In recent history, every new economic "boom" has been fueled by more and more money printing. Thus, there are more distortions in the economy. When the money printing is stopped, or slowed, the downturn that results requires more re-adjustment in the economy than previous downturns which did not experience as great a period of money printing leading up to the downturn. For example the center of 1990-91 downturn impacted internet stocks. The epicenter of the current downturn has been the real estate market. Certainly, it can be easily seen that the real estate market has had a much more dramatic impact than the stock internet led downturn.
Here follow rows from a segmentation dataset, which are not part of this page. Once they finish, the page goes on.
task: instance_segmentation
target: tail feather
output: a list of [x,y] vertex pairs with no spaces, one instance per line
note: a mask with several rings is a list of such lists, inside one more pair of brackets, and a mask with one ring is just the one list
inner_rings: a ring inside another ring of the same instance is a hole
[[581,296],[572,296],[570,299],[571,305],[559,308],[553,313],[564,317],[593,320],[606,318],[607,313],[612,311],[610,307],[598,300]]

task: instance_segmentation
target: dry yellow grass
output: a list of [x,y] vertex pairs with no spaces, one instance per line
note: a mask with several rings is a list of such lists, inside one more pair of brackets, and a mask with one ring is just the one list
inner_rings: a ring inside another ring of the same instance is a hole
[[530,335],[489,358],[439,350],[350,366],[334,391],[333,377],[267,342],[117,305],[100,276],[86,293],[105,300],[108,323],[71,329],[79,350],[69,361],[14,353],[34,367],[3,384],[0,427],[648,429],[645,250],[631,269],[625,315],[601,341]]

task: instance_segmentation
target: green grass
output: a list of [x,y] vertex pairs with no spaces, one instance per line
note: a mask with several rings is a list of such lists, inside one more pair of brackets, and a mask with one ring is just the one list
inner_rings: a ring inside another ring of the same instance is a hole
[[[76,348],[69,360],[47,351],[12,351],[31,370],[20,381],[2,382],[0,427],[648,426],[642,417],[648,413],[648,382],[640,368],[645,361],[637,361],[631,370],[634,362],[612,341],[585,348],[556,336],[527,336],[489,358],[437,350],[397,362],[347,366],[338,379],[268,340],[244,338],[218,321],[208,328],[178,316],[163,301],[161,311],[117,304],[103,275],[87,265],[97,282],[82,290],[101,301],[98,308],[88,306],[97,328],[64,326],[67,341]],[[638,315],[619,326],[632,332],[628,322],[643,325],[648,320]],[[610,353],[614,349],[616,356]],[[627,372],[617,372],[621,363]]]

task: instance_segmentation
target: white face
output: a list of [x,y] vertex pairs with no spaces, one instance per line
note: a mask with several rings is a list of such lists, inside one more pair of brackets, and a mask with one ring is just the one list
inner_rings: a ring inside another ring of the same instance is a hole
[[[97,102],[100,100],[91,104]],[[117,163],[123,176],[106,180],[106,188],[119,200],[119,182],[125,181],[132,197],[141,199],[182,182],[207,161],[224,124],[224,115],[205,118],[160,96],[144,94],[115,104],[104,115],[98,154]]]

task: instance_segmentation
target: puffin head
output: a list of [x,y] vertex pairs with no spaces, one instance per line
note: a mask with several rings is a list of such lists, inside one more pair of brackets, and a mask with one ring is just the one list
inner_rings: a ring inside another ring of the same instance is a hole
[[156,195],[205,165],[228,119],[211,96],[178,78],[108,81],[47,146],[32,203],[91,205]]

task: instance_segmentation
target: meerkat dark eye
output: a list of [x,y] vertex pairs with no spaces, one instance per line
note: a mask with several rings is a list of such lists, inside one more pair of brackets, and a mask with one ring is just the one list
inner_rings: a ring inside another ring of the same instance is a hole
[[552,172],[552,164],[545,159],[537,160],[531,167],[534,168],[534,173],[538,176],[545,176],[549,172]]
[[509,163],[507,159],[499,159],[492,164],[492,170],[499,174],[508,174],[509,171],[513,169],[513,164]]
The money to fuel the real estate boom has been multiples in size of what fueled the internet stock boom.
Secondly, with a government that is more active now than ever in attempting to prop up the old economy, the necessary liquidations are not allowed to occur, as they were in earlier downturns (Not that there weren't attempts to prop up earlier downturns, but not to the extant that we are witnessing now) . Thus, the economy tends to drag. The present support of the pre-crash economy has resulted in propping up the banking sector, the auto sector and the unemployed in general. These sectors would have been liquidated long ago if it wasn't for government intervention and the economy would have been on its way out of the current mess. But with these props, no one knows what the economy will look like once the props are removed. Will the Fed simply liquidate the trillion of mortgage securities it has on its books? Will they instead allow the money propping up the securities to simply enter the system once banks start to employ them instead of keeping them as excess reserves?
These are the questions that businessmen may sense, even though they don't understand the technicalities of what is going on.
How the Fed handles this situation will have a huge impact on how the economy will develop. That no one knows, perhaps even the Fed, adds to the great uncertainty felt by most businessmen.
Bottom line: Everyone understands that the ultimate impact of the propping up of the manipulated economy has yet to be felt. No one knows exactly how it will develop. This uncertainty adds another level to the slowness of the so-called recovery.